Rebuild a server

Preparation

The following procedure describes how to rebuild broken services in-place. The actual storage volumes may be different, but the services have to expose the same IP address and ports as the old broken services.
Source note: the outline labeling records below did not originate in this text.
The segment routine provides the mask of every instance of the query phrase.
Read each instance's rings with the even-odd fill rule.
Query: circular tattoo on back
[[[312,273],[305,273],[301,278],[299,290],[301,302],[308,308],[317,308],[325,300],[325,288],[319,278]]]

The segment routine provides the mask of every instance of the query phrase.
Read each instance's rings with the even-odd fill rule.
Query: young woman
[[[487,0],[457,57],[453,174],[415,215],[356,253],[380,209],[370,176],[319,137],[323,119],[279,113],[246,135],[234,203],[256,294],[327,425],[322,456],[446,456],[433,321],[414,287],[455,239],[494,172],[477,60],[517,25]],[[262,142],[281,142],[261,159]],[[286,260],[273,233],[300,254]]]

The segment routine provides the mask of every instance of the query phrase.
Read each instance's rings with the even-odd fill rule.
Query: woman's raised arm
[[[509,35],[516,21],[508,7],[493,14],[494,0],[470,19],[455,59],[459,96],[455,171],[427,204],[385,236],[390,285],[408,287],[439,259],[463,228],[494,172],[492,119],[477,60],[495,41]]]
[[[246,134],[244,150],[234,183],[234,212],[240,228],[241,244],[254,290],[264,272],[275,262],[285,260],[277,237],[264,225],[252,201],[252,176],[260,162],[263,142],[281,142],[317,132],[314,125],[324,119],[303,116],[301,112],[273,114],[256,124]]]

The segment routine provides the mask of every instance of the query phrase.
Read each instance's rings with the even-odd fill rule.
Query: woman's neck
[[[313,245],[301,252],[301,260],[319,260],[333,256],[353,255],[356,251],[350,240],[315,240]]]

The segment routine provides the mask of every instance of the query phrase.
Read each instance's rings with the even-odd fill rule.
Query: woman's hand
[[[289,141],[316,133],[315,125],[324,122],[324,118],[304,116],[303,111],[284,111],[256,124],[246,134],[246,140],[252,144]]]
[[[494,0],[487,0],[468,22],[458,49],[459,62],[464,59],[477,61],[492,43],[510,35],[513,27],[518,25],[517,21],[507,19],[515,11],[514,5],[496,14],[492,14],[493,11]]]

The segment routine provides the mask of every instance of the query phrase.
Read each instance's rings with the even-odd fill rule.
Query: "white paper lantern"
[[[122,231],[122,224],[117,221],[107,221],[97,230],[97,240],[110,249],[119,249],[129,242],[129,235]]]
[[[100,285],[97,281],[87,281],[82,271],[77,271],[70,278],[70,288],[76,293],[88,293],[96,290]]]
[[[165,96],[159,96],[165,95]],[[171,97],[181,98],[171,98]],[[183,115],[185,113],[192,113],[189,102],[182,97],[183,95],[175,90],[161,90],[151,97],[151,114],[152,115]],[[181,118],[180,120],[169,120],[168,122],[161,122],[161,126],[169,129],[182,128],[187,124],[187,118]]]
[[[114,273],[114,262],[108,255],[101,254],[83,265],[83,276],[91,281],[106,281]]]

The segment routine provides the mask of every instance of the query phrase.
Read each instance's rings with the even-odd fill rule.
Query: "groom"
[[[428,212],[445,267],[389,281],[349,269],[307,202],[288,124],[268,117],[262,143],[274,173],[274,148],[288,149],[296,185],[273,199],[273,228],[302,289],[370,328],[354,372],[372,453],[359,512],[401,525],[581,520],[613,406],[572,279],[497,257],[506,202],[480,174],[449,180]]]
  1. Reconfigure the “resolver” cache with short timeouts. (version 4.1.9 required)
$ export PROXY=IP:PORT

$ echo echo "Current configuration"
$ curl -s http://$PROXY/v3.0/config | \
  python -m json.tool | \
  grep -E 'resolver.cache.srv.ttl.default|resolver.cache.csm0.ttl.default'
"resolver.cache.csm0.ttl.default": "0",
"resolver.cache.srv.ttl.default": "0",

$ curl -XPOST -d '{"resolver.cache.csm0.ttl.default": 1, "resolver.cache.srv.ttl.default": 1}' \
      http://$PROXY/config
$ for type in meta0 meta1 meta2; do
    openio cluster list $type -f csv --quote none -c "Id" | tail -n+2 | while read url; do
        curl -XPOST -d '{"resolver.cache.csm0.ttl.default": 1, "resolver.cache.srv.ttl.default": 1}' "http://${PROXY}/v3.0/forward/config?id=$url"
    done
done
  1. Start services

    $ gridinit_cmd start

    Restart meta1 to ensure proper provisioning

    $ sleep 5; gridinit_cmd restart @meta1

  2. Launch oio-meta2-rebuilder to speed up rebuilding:

    When a write request arrives on a missing base, this base is downloaded from the current master service. oio-meta2-rebuilder sends dummy write orders to all containers to force replication of all under-replicated databases.

::
$ oio-meta1-rebuilder –report-interval 60 NS 14646 7F093326E550 log INFO RUN worker=0 started=2018-06-21T10:06:50 passes=1 errors=0 meta1_prefixes=1 134.30/s waiting_time=0.00 rebuilder_time=0.01 total_time=0.01 (rebuilder: 100.00%) … $ oio-meta2-rebuilder –report-interval 60 NS 30513 7F3E781525F0 log INFO RUN worker=0 started=2018-06-21T10:12:14 passes=1 errors=0 meta2_references=1 80.54/s waiting_time=0.01 rebuilder_time=0.00 total_time=0.01 (rebuilder: 100.00%) …
  1. Launch oio-blob-rebuilder to fix chunks
# Launch rawx rebuild only on recommissioned server
$ openio cluster list rawx -f csv -c Id | grep SRVIP | tail -n+2 | while read rawx; do
    oio-blob-rebuilder --allow-same-rawx --worker 10  --volume $SRVIP --report-interval 60 NS
done
  1. Reset configuration of resolver cache (retrieved at 1.)
$ export PROXY=IP:PORT
$ export V=0

$ curl -XPOST -d '{"resolver.cache.csm0.ttl.default": $V, "resolver.cache.srv.ttl.default": $V}' \
      http://$PROXY/config

$ for type in meta0 meta1 meta2; do
    openio cluster list $type -f csv --quote none -c "Id" | tail -n+2 | while read url; do
        curl -XPOST -d '{"resolver.cache.csm0.ttl.default": $V, "resolver.cache.srv.ttl.default": $V}' "http://${PROXY}/v3.0/forward/config?id=$url"
    done
done